Tomorrow are the semi-final and final rounds of the 2013 Scripps National Spelling Bee. Talented orthographers aged 8 to 14 will be tasked with spelling difficult words such as last year’s winner, guetapens, or the winner from 2012, cymotrichous.
However, many of us still have difficulty spelling even the simplest of words. We asked our followers on Twitter and fellow Reverbers what kinds of words still trip them up.
Double consonants were a common culprit. Words such as accommodate, disappointed, embarrassed, occurrence, unnecessary, immediately, and of course misspell, sent many folks to Google and dictionaries (such as [cough] Wordnik [cough]). Mischievous received a couple of votes with that pesky alternate pronunciation that adds an extra i in the penultimate syllable.
French-derived words, often with silent vowels, were the bane of many an existence, including bourgeois and bourgeoisie, bureau, bureaucracy, and bureaucrat, guarantee, nausea and nauseous, restaurant and restaurateur. “‘Restaurant’ I’m fine with,” said Drew Mackie, “but ‘restaurateur’ I bungle.
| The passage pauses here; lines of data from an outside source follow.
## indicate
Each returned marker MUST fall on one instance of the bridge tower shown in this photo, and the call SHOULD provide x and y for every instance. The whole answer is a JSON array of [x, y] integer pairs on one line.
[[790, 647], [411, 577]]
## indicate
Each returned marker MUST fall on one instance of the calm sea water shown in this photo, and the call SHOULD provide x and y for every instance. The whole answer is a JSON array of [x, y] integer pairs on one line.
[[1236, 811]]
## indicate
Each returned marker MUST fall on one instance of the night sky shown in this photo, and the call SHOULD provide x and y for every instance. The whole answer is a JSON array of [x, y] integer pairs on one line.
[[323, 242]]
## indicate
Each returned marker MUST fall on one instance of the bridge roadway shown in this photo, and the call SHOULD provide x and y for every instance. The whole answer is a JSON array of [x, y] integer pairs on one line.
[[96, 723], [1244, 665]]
Dumb, vanishing ‘n.'” We agree.
For others, silent consonants were the tricksters in words like Buddhist, lasagna, rhythm, silhouette, and surprise. “Is there an r or isn’t there?!!!!!!!” asked @miarose. There is, as Jim Nabors knows.
Sometimes it’s our fingers that do the misspellings. One Reverb developer noted that he often spells password as passwd “because of too much time with Apache,” while another used to constantly misspell myself as mysql. One New England native confessed that he often writes main as maine, while another Reverber’s fingers type reasearch when she very well knows it’s research.
Other words are simply too much alike. Who hasn’t spelled weather as wheather (“a bad spell of weather,” as a Reverber put it), or whether as wether? As David Habib noted, “‘Wether‘ is a word and always passes spellcheck.”
For still others, the variant is more well-known. Several of us were astounded to learn that the correct spelling of supercede is actually supersede, and one Reverber relayed how he lost a spelling bee by spelling doughnut as donut, which we all agreed was wholly unfair.
And damn all those alike-sounding vowels! Is it anomalous or anamolous, anomaly or anamoly, anonymity or anonimity? How about definitely or definately, privilege or privelege, separate or seperate? (The first word is right for all those by the way.)
We’ve just about given up on learning how to spell these words correctly, and will leave the art of orthography to the experts.
Speaking of which, be sure to join us on Twitter on Thursday as we live-tweet the semi-final and final rounds of the Scripps Bee.
Happy (mis)spelling!
[Photo: CC BY 2.0 by Elliott Brown]
Hehe, sorry but you spelled ‘Restauranteur’ wrong!
I forgot how to grammar! Before anyone points it out, I should have said ‘wrongly’ or changed sentence arrangement completely. Herpa derp derp!
Hi Sam, thanks for your comment! The spelling of ‘restaurateur’ is definitely confusing. ‘Restauranteur’ is actually the alternative (and red squiggle line inducing) form while ‘restaurateur’ is the ‘official’ spelling. http://www.wordnik.com/words/restaurateur
I volunteer once a week as a Reading Buddy at my daughter’s school, where I spend time reading with kids who are 2 or more grade levels behind in their reading. Often these are the children of 1st generation immigrants whose language at home is Spanish.
In my attempts to teach kids the proper pronunciation of various English words, the rationale I continually find myself coming back to is: “English is just weird.”
“This word has a ‘g’ that sounds like an ‘f ‘ (tough)…and that’s because English is just weird.” Or “this word has a ‘g’ that sounds like an ‘o’ (though)…and that’s because English is just weird.” This morning, the word “engage” came up, which has the letter “g” twice, pronounced differently each time, because… you see my point.
I’m sure there are actual reasons for all these, and I were a professional educator I might know them. Whatever the reasons are, I’m not sure they would would mean more to a 4th grader than “English is just weird”, so I’m sticking with that.